The interpretation of the observed rate of CD44+cells in vivo
is difficult at current stage of research because the literature data are not quite sufficient. Thus, we demonstrated a novel biophotonic noninvasive platform and its potential for detection of rare stem CTCs rather than the exact quantitative data of percentage of stem CTTs in the circulation. Indeed, the values of CSCs expressed CD44 (e.g., with the phenotype of CD44+/CD24-) varies from a few persantage to 30-80% in bulk breast cancer cells [18
]. Moreover, it was recently suggested that the proportion of CSCs varies widely with various factors, including 2-fold change during tumor development [48
]. In addition, to estimate the rate of false-positive signals the expression of CD44 in WBCs and/or GNT-CD44 nonspecific binding to other cells should be estimated. The proportion and role of CD44+/Folate+ cells are also unclear yet and it has not yet been determined the level of possible folate receptor expression in breast stem CTCs. Further study, to address significance of various marker(s) for stem CTCs, is currently in progress in our laboratories using an advanced time-resolved multi-spectral PAFC with multicolor NPs for multiplex biomarker targeting [33
]. In the current study, we used only one biomarker, i.e.

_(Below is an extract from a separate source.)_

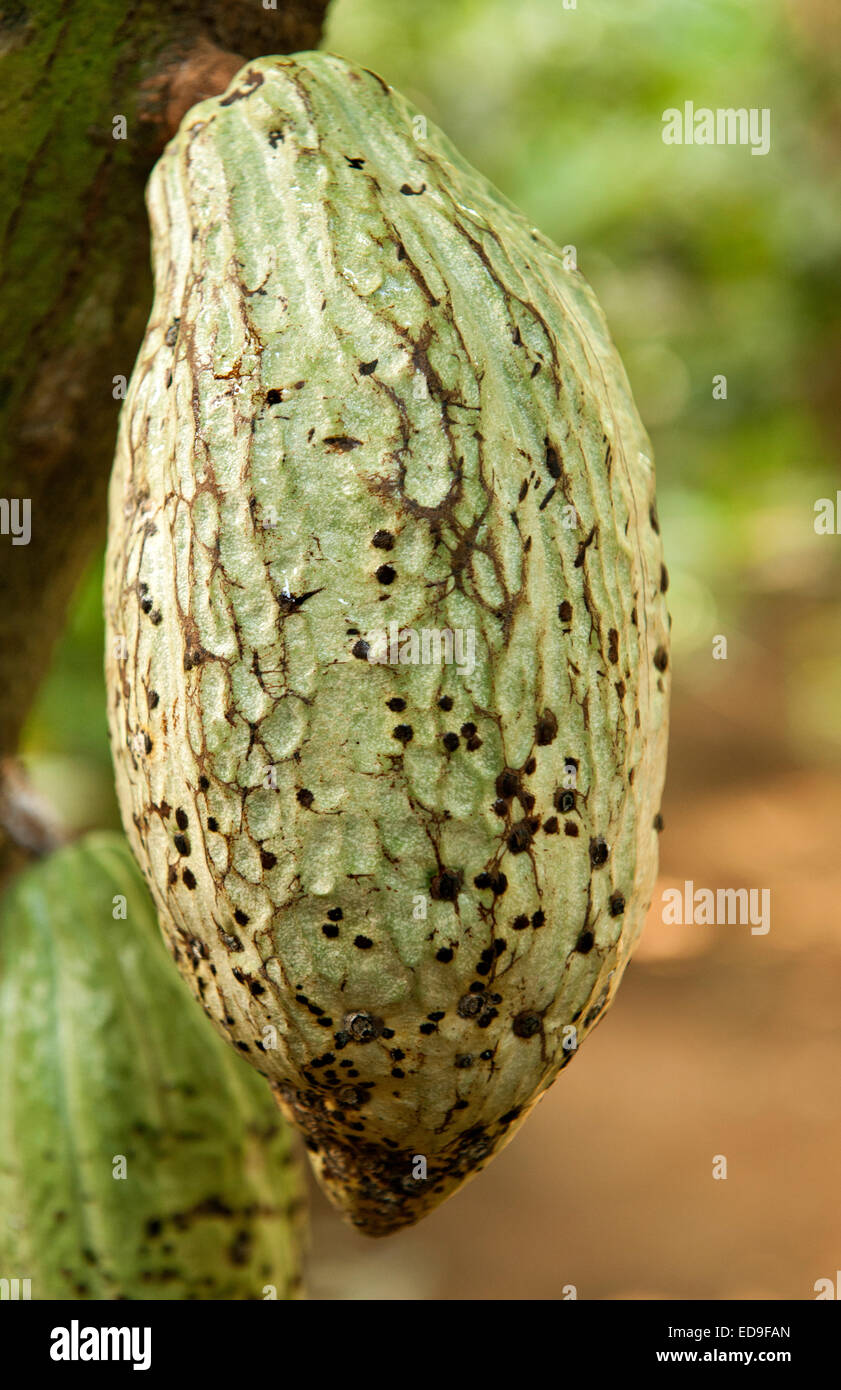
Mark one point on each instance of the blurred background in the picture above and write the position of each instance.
(708, 262)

, CD44, to identify CSCs because this marker is most relevant to breast CSCs (as reported by other groups [17
]). However, as discussed above, biomarker expressions may be heterogeneous among stem and another CTCs [17
]. Therefore, as the next step, we plan to test the labeling of breast CSCs with Abs specific to other known markers (e.g., CD133 and ALDH) [33
]. To discriminate PA signals from CD44+ stem CTCs in the background of other potentially CD44+ cancer cells (i.e.
, bulk CTCs and leukocytes), multi-molecular targeting can be applied using CD44, CD45 and CD24 markers. We assume that CD44+/CD24-/CD45- cells could be related to cancer stem cells, and CD44+/ CD45+ could be leukocytes.

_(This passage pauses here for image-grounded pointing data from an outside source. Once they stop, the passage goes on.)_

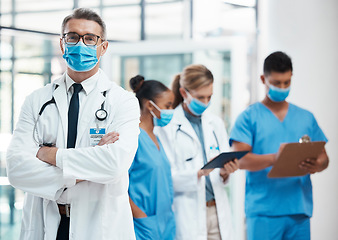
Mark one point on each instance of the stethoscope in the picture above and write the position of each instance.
(194, 142)
(100, 114)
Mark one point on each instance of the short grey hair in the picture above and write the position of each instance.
(85, 13)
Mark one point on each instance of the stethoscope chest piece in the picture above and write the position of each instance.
(101, 114)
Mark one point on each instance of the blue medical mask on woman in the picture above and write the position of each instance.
(166, 116)
(278, 94)
(80, 57)
(195, 106)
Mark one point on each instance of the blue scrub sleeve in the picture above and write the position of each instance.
(242, 130)
(317, 133)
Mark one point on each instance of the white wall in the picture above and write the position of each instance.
(307, 30)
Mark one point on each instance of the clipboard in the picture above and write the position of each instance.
(223, 158)
(290, 155)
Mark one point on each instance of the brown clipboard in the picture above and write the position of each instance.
(291, 155)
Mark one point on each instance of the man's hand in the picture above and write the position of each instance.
(229, 168)
(312, 165)
(204, 172)
(110, 137)
(47, 154)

In this pilot study, to make sure that CTCs and, especially, stem CTCs (tumor-initiating cells) were present in the blood and disseminated to distant organs at the point of PA detection, we chose later (not early) stage of cancer with visible hematogenous metastases in liver. However, the high sensitivity of PAFC technique may allow assessing the value of stem CTCs for metastasis prevention that should hold a tremendous importance in cancer research [4
]. Our planned future investigations of earliest stages of breast cancer (i.e.
, the stages of sentinel lymph node metastasis [12
] and even before overt metastasis) would elucidate this issue.

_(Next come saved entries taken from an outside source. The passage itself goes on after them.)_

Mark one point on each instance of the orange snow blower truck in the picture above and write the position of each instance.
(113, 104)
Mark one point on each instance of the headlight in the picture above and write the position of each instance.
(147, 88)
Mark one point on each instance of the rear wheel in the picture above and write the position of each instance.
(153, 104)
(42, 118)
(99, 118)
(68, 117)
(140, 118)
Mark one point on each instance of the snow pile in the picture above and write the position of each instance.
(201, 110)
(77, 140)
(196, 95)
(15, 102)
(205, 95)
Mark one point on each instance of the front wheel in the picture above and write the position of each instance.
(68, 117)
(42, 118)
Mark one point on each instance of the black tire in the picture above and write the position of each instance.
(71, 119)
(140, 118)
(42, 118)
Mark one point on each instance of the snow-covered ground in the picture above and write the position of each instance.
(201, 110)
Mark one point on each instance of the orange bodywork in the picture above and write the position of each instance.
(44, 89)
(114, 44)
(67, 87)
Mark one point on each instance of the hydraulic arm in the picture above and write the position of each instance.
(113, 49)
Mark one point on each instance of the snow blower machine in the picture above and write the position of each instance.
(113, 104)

In general, the developed biophotonic technology may fill some gaps in in vivo cancer stem cell research related to (1) stem CTC molecular targeting without the potential influence of the novel labels on the host microenvironment, (2) counting of stem CTCs in low concentrations against a background of blood, (3) estimation of the proportion of stem CTCs within the entire CTC population, (4) estimation of CTC/CSC lifetime in circulation, (5) correlation of stem CTC number with metastasis stages, and (6) significance of stem CTC for early metastasis diagnosis and prevention.
Besides breast tumors, the presented strategy may be broadly applicable to all metastatic cancers and would contribute to a better understanding of cancer stem cell biology at the molecular and cellular levels in vivo
, and it would accelerate progress towards attacking the earliest cancer metastasis. We predict that such comprehensive understanding along with this relatively simple technology platform using safe laser parameters and low toxic molecular contrast agents can be quickly translated to humans, possibly as a portable wrist device (e.g.
, bracelet: see the Supplementary notes in [4
]) for non-invasive diagnosis, specific targeted therapies, individualized selection of therapeutic modalities for a specific patient and monitoring of cancer recurrence and disease-free status.